Gérard Garouste raconte aussi dans ce livre plusieurs accès très angoissants de délire ayant nécessité son hospitalisation en milieu psychiatrique avec suivi médicamenteux, malgré ses tentatives désespérées d’y échapper (il restait introuvable parfois pendant 8 jours), et, l’ayant conduit à trouver une autre adresse que ses proches et les soignants des services de psychiatrie, c’est-à-dire à entreprendre une psychanalyse de treize années. « La personne dont j’avais le plus peur n’était pas mon père, mais moi. »

« Devenir peintre, c’était finalement inverser la vapeur: faire des instants rares de mon enfance l’essentiel de mes jours, et de mon éducation un dangereux mensonge. Mais si la peinture à enchanté mes doigts, ce sont les livres qui ont nettoyé ma tête. C’est La Divine Comédie de Dante qui a commencé : « Dans le milieu du chemin de notre vie, je me retrouvai par une forêt obscure… » J’avais 25 ans. »

« Tout cela devait finir en peinture, je m’y suis mis. Je me souviens avoir dit à mon analyste que j’en avais marre de l’élégance et de la bonne peinture, que j’adorerais faire quelque chose de mauvais goût, pas très académique. « Faites de la peinture laide, m’a-t-il dit ». J’avais besoin de nouveaux risques….Car la peinture n’a rien à voir avec la représentation, elle est là pour autre chose ».

« J’aime l’idée qu’on représente une chose et qu’on en raconte une autre. »

 Ces accès l’empêchaient de peindre quelques temps mais pas de poursuivre à sa manière très élaborée son travail de peintre .Après une parole de sa femme, le voyant rester dans son atelier inerte : « si tu continues ainsi, je te quitte ». Ce jour-là, il peint, un personnage, marchant avec un baluchon sur le dos, que certains qualifierons de « juif errant ».

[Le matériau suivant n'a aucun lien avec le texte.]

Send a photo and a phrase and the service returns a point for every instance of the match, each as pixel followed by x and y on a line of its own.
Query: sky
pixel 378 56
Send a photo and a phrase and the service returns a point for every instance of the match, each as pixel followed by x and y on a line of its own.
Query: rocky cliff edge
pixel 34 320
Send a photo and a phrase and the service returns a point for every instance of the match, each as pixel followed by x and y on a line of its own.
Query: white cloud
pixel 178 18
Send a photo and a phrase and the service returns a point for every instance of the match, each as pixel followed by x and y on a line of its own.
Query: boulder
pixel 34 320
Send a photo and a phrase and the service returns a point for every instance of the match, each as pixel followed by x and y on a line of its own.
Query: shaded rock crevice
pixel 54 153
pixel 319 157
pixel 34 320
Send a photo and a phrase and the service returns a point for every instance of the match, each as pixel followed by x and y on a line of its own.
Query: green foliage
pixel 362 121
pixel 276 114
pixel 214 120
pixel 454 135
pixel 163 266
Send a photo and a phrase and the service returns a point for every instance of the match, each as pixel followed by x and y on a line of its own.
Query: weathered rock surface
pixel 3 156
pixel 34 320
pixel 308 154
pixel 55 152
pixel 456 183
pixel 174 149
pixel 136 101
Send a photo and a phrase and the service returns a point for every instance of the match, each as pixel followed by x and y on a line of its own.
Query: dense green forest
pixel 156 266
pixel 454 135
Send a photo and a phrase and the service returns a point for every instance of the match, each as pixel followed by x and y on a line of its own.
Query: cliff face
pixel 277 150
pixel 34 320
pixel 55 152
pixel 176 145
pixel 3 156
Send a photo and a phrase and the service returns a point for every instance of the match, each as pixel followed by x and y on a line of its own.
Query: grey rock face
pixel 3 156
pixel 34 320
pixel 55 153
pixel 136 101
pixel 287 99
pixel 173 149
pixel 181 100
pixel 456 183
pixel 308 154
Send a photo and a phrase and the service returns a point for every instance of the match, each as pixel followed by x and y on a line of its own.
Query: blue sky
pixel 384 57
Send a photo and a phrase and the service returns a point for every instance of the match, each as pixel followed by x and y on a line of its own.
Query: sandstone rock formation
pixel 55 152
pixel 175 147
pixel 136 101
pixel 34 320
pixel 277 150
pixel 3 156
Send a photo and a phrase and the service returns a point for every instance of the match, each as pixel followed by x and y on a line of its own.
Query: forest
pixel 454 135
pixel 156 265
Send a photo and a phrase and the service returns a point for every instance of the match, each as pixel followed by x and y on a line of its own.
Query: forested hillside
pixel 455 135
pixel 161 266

« Je peins, débarrassé de l’excitation du succès, je ne redoute que le prochain internement. Et le démiurge en moi se réjouit quand les couleurs s’organisent, mélangent les figures qui m’encombrent et celles que je me suis choisies. J’ai alors le sentiment d’avoir compris et fait quelque chose de ma vie. Je me lave du passé. J’ai trouvé au plus profond de moi, de ma honte, des choses que je pense universelles. J’ai démonté les textes et les catéchismes, j’ai voulu briser le moule qui a modelé et rendu passif notre regard, j’ai pris à bras le corps la religion, elle a envahi mes toiles, mes coups de folie qui bien souvent se sont terminés sur des parvis d’église ou de cathédrale. J’aurais pu l’ignorer, rejoindre les athées éclairés de ma génération, mais j’ai voulu prouver qu’elle se trompait, qu’elle avait fait des ravages dans la tête des hommes, à commencer par celle de mon père à qui j’aurais tant voulu parler. J’ai peut-être fait une œuvre en forme de circonstance atténuante. »

Il raconte comment sa femme Elizabeth R. rencontrée à l’âge de 20 ans, a soutenu sa vie et celle de leurs deux fils : Guillaume et Olivier. Il raconte aussi comment l’étude des textes bibliques et de l’hébreu, notamment avec Marc-Alain Ouaknine, lui a permis de construire ces phrases picturales si riches et si difficiles à lire dans sa peinture. Je l’entends ainsi : Des images sans rapport entre elles se juxtaposent comme autant de signes. Ces signes du réel, d’abord hors sens pour lui, se reliant entre eux, font émerger pour lui, un ou des signifiants, qui peut-être, deviendront lisibles voire signifiants pour d’autres. Ces signes qui l’assaillaient avant et pendant ses délires, ne sont-ils pas les restes de perceptions vécues lors des moments de mensonges familiaux ou de silence cachant une vérité ? « Je veux peindre ce qu’on ne dit pas». « C’est le titre qui m’intéresse.»

Gérard a pu vivre son destin dans la peinture : C’est, dit-il, avec l’appui de l’amour de et pour sa femme, de l’amitié de ses amis d’adolescence et de la lecture approfondie d’œuvres littéraires (Dante, Kafka, Don Quichotte etc.) et, avec d’autres personnes investies par lui, de textes bibliques fondamentaux. Leur interprétation est voulue infinie, n’exige aucune croyance mais le respect de la loi du verbe et ne l’assigne à aucune identité autre que la sienne. Son art et son entourage artistique n’auraient pas suffit.